For decades, millions of Latino voters have felt better aligned with the GOP’s core values. Today, some say the Democratic Party is taking an “unprecedented hard left turn,” and this could leave many Latino votes on the table.
The Trump campaign’s strategy of targeting its Latino appeals at just a few slices of this electorate is an attempt to make marginal gains among Latino voters rather than large inroads. By contrast, the Democratic Party’s attempt to mobilize a broader range of Latinos at the last minute can magnify small mistakes. For instance, at a Hispanic Heritage Month kickoff event in Florida, Biden began his remarks by saying “I have just one thing to say” — and played the Spanish crossover hit song “Despacito” on his phone. Biden’s awkward dancing was reminiscent of other times that Democrats engaged in “Hispandering”: non-Latino candidates trying (and often failing) to connect with Latinos on cultural grounds. A Trump Spanish-language ad later attacked Biden for the “Despacito” stumble.
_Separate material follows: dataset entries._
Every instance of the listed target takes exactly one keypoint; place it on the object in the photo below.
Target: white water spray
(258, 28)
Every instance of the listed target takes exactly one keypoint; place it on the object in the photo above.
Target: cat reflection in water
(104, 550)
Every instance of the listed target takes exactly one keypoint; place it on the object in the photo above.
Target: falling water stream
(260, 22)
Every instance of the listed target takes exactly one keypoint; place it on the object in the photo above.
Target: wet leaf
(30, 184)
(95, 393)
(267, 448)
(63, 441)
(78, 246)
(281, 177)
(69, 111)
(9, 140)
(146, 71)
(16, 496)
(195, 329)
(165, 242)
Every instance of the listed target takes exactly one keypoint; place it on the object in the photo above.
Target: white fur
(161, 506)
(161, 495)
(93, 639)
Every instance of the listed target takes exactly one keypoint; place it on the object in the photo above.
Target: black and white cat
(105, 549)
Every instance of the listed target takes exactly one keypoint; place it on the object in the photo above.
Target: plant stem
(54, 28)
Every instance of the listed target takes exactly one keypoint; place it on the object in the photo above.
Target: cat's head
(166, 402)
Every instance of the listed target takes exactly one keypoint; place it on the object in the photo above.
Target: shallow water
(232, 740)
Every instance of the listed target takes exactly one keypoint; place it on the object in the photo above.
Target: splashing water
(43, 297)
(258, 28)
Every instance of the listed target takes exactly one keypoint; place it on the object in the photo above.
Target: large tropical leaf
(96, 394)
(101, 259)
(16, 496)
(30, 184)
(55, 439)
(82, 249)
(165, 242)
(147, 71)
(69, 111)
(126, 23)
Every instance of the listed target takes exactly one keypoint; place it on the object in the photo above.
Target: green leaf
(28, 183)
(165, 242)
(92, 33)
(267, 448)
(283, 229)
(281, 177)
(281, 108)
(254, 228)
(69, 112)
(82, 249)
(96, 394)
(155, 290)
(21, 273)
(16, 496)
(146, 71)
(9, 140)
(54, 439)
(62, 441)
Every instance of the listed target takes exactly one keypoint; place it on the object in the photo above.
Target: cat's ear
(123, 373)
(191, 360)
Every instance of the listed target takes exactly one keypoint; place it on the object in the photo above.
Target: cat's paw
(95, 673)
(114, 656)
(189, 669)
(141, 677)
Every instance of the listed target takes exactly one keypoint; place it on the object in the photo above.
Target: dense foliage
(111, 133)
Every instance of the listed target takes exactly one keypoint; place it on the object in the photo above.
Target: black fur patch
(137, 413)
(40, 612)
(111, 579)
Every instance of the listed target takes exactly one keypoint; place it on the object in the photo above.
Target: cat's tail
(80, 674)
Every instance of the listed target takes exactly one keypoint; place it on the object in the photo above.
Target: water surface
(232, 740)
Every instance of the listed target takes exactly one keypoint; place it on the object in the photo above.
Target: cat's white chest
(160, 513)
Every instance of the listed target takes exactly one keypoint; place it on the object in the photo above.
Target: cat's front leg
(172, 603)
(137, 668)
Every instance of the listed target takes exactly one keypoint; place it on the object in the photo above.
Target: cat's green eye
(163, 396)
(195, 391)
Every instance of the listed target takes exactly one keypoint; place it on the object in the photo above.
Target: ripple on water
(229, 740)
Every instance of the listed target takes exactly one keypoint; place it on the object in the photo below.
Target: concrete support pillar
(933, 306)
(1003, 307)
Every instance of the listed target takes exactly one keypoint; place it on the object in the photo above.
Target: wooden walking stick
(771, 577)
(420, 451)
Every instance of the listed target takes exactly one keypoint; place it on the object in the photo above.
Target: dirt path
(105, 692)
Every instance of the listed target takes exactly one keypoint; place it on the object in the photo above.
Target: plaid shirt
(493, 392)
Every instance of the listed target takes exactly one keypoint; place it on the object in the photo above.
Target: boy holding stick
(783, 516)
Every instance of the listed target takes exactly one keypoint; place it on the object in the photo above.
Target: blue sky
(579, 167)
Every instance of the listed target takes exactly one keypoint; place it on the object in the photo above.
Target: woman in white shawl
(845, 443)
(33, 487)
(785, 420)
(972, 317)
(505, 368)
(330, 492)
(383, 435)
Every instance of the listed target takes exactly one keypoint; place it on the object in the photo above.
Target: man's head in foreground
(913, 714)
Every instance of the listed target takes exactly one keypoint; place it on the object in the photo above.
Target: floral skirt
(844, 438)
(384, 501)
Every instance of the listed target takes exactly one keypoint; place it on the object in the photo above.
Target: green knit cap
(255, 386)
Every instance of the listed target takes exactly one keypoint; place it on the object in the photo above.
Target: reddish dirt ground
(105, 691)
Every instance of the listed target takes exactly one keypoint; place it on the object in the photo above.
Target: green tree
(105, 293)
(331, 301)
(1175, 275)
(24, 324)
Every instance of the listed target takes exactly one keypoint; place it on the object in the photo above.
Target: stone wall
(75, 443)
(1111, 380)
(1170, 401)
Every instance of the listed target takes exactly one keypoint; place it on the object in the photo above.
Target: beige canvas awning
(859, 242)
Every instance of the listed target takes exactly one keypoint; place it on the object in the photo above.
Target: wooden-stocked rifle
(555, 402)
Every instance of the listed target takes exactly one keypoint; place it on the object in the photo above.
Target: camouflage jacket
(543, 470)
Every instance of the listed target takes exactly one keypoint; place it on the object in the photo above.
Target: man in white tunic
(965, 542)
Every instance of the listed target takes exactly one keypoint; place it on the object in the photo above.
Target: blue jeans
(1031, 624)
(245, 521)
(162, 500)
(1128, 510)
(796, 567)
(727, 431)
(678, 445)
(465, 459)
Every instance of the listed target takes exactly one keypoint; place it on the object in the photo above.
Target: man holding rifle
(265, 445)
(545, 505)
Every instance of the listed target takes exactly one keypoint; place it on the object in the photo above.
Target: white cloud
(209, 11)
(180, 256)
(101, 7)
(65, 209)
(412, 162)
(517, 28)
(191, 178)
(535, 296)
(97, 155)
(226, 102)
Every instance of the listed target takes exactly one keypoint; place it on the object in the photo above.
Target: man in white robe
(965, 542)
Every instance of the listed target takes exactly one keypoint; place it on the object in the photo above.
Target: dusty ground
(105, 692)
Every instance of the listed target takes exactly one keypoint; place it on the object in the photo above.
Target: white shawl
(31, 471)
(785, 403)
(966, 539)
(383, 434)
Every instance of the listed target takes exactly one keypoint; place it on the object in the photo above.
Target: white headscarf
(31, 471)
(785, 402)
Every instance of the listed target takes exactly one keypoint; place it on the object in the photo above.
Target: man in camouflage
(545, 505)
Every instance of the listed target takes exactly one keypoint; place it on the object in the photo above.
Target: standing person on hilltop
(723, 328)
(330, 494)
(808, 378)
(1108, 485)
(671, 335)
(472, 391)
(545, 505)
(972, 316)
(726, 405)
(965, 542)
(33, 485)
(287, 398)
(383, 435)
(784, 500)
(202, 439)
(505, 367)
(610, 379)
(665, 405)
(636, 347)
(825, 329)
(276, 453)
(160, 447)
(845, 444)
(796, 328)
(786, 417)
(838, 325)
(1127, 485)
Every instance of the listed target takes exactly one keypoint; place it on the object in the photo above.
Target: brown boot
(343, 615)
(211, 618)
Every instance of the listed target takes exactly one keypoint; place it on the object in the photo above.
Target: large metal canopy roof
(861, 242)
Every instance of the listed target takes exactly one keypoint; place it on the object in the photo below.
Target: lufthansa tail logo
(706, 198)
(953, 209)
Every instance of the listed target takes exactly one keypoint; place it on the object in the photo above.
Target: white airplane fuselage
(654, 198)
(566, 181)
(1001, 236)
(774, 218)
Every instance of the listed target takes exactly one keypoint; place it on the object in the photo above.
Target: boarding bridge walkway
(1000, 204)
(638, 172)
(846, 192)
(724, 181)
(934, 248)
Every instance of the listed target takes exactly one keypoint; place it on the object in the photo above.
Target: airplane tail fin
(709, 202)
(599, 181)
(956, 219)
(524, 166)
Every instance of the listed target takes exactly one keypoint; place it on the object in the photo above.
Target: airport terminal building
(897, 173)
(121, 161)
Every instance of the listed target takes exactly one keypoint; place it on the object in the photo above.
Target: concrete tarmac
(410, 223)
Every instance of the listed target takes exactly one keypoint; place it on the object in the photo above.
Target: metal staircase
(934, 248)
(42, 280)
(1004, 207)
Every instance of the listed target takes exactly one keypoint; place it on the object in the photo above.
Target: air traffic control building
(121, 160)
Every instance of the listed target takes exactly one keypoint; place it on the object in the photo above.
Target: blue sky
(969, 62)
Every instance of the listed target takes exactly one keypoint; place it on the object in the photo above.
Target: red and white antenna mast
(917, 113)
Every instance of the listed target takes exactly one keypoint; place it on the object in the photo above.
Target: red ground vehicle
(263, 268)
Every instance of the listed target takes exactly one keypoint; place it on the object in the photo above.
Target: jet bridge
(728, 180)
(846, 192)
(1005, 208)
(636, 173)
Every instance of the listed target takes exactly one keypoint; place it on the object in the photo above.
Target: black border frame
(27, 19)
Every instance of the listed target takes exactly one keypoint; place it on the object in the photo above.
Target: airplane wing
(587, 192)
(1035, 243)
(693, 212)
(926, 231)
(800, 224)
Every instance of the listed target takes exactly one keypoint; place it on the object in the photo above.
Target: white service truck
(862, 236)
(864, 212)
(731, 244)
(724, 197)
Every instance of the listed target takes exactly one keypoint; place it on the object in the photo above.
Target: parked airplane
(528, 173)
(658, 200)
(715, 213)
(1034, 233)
Over the summer, Democratic National Committee Chairman Tom Perez touted the party’s ability to run the same Latino-targeted ad in three different Spanish accents: Cuban, Puerto Rican and Mexican. But focusing on cultural resonance is not the same as discussing political and policy issues that might better resonate with segments of the Latino electorate open to voting for Democrats.
The outreach tactics available to Democrats at the moment might prove problematic in the long term. First, Democrats would probably benefit from a surge in turnout among young Latino voters who helped propel Sanders to victories in California and Nevada during the primaries. Sanders’s popularity among Latino voters was due in part to the electorate’s relative youth. This may seem reasonable given that an estimated 800,000 Latinos turn 18 every year. But mobilizing these millions of first-time voters in 2020 and beyond will be a challenge for Democrats. The turnout rate of young people on average is very low, regardless of racial-ethnic background, and increasing it is notoriously difficult.
Second, Democrats would also gain by mobilizing Latinas, considering recent nationwide data suggesting they support Biden by about eight percentage points more than do Latino men. Research has long found a Latino gender gap; polling suggests that will expand this year, although it’s not clear whether that will continue after Trump.
Meanwhile, the three elements of Latino diversity we highlight — religion, class and generational status — could continue to benefit Republicans in the long term, especially if the party continues to espouse a populist economic message. If current trends continue, the group’s growing numbers of Protestants; growing numbers of increasingly acculturated Latino Americans with a smaller share of immigrants and an increasing level of English proficiency; and a continuing high share of working-class voters suggest demography may deliver a larger share to Republicans in the years ahead.